Because the Amulet told me to. But if I say that aloud, the believers will kill me and the nonbelievers will lock me away at the funny farm.

They spoke for a few more minutes, discussing what research they planned to do next, what parts of the city to search. Mason mentioned once again that he planned to visit the Bureau of Information and try to get a list of all Khartoum’s pre-1885 structures.

“It would be all but impossible to come up with such a list in most Third World cities,” he said. “But 1885 was the most important year in Khartoum’s history, so there just might be a record somewhere.”

“I would guess from what Omar has told me that he thinks 1956 is the most important year,” suggested Lara.

“Why 1956?” asked Mason.

“Independence.”

“Oh, of course.” Mason got to his feet. “Well, if I’m going to get that list, I might as well get started.”

He walked to the door, and then turned. “Dinner?”

“I’ll be too busy reading.”

He looked his disappointment. “I’ll see you tomorrow, then,” he said, leaving the suite.

Lara picked up the book again, and spent a few more hours reading and rereading the Gordon-Burton correspondence, never noticing that she had not only slept through breakfast and lunch but that dinnertime had come and gone as well. For perhaps the fiftieth time since she returned from her nocturnal visit to the library she read the letter of June 3, 1883.
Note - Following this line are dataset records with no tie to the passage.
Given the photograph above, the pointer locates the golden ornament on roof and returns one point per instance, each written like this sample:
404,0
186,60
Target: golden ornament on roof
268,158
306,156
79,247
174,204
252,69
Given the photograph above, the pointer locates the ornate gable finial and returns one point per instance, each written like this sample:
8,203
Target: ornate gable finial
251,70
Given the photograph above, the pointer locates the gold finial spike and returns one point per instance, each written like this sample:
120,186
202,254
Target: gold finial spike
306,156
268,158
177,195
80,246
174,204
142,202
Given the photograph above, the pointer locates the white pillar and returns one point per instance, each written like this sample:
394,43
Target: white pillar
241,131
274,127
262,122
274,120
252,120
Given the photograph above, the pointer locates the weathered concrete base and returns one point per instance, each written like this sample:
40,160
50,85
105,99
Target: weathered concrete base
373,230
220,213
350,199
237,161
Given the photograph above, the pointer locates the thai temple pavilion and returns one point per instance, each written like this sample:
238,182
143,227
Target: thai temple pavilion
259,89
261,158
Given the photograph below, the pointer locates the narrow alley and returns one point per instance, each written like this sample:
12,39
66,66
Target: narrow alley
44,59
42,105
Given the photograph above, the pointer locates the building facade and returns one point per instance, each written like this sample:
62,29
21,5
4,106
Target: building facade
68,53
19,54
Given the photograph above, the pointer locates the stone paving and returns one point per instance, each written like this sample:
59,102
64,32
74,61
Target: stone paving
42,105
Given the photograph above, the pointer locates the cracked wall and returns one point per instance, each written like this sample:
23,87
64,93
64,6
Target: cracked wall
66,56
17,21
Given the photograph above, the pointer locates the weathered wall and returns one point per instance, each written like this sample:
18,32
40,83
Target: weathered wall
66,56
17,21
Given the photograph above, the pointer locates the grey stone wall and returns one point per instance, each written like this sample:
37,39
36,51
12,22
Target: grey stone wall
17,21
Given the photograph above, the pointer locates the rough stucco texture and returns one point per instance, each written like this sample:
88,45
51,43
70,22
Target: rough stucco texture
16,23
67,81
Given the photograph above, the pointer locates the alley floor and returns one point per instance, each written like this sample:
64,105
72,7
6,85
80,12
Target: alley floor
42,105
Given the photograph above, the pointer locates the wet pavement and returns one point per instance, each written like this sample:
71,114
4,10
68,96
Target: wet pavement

I don’t understand, she thought in frustration. There’s nothing to it! He’s just talking about religion. There’s not a word about Khartoum, and not a word about you.

And the answer came on the wind, through the open French doors: Think, Lara Croft. Use your brain and think.

She picked up the book again, and read the letter once more. But this time as she read, she blinked her eyes several times, frowned, looked away, then read it again—and suddenly she picked up the other books and began thumbing through them until she found what she was looking for.

“Well, how about that?” she muttered when she had finished reading it. “You sly devil, Gordon! There it is in black-and-white where anyone who read it could figure out where you hid it, and no one ever did.